Moshe Rabbenu himself wanted to participate in this mitzvah to the extent he could, so he established the first three cities on the eastern side of the Jordan River after the conquest of the land of Sihon and Og. However, technically speaking his act was not legally effective until all six were selected and consecrated, which is precisely what is described in our chapter. Once again, we find Yehoshua completing a task of Moshe Rabbenu; in this case, he is literally finishing a mitzvah begun by his mentor. The use of the Torah’s phraseology, generally reserved for commandments to Moshe, highlights this concept.

Such offenders must flee to these cities before their trials and, if found guilty, return there until the presiding Kohen Gadol (High Priest) dies. The detailed regulations of the treatment of the accidental killer are recorded in the Torah in Parashat Masei and again in Parashat Vaetchanan . What is noteworthy is that – in the Torah and in the Book of Yehoshua – the designation of these cities is always presented as a critical part of the settlement of the land.

Setting up these cities is not merely a practical measure taken to protect the rights of the inadvertent murderer or to provide an opportunity for rehabilitation. Rather, guarding the sanctity of life is of the essence of Jewish settlement. The cities accomplish this in two ways: By insisting that the murderer be exiled despite the fact that his action was unintentional, the Torah emphasizes the gravity with which it treats the loss of life and the care that must be taken to preserve it. At the same time, by allowing the killer refuge from revenge-inspired attacks at the hands of his victim’s family, the Torah demonstrates that his life is similarly precious.
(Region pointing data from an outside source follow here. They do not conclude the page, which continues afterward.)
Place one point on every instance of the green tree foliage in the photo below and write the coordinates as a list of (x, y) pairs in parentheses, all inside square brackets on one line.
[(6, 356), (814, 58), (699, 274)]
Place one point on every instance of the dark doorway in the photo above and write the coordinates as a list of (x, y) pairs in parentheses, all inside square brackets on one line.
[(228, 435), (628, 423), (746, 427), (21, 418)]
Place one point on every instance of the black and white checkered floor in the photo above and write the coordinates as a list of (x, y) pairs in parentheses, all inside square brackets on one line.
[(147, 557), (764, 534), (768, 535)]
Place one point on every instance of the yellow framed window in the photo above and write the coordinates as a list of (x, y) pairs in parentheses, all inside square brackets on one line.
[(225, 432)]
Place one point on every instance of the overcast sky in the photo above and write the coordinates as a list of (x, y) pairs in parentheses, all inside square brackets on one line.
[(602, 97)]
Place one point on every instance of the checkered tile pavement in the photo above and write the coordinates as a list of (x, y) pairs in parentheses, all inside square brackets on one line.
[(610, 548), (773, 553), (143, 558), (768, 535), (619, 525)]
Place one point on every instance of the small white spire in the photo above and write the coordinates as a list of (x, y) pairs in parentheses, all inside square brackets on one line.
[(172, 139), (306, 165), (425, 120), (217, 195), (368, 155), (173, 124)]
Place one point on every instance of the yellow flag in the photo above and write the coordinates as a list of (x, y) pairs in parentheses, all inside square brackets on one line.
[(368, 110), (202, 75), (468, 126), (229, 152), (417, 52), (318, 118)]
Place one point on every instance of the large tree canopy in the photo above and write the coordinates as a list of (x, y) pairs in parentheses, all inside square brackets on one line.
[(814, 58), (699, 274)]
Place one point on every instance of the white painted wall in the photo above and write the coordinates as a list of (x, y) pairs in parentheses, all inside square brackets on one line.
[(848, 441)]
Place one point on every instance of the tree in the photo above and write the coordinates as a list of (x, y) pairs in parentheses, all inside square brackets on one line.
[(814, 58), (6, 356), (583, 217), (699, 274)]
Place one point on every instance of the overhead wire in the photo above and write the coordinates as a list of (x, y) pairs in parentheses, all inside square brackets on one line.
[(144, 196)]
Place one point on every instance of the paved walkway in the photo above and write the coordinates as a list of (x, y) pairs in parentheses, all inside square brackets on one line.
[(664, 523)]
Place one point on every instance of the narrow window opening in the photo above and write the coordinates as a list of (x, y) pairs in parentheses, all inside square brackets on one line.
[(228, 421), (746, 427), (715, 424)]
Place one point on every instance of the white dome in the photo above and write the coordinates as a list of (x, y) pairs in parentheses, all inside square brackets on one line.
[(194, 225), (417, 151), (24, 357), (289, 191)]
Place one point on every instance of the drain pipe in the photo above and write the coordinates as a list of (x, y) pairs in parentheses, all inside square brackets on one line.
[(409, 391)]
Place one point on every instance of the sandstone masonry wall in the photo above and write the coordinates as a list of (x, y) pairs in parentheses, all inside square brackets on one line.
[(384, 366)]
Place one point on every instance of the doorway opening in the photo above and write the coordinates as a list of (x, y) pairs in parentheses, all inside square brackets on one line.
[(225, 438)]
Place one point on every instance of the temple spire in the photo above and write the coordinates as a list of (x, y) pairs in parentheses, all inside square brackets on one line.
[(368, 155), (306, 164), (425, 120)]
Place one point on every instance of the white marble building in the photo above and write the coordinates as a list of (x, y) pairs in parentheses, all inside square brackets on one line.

Thinking back to the story of Cain and Abel in Beresheet, we recall that the first murder is also followed by the exiling of Cain. That narrative establishes the precedent that land upon which innocent blood is spilled becomes defiled as a result. A society that tolerates disrespect for the infinite value of human life denies the fact that mankind was created in Hashem’s image and reduces him to a mere animal. This is not a society that can aspire to the levels of holiness and wisdom to which we, the Jewish people, are summoned.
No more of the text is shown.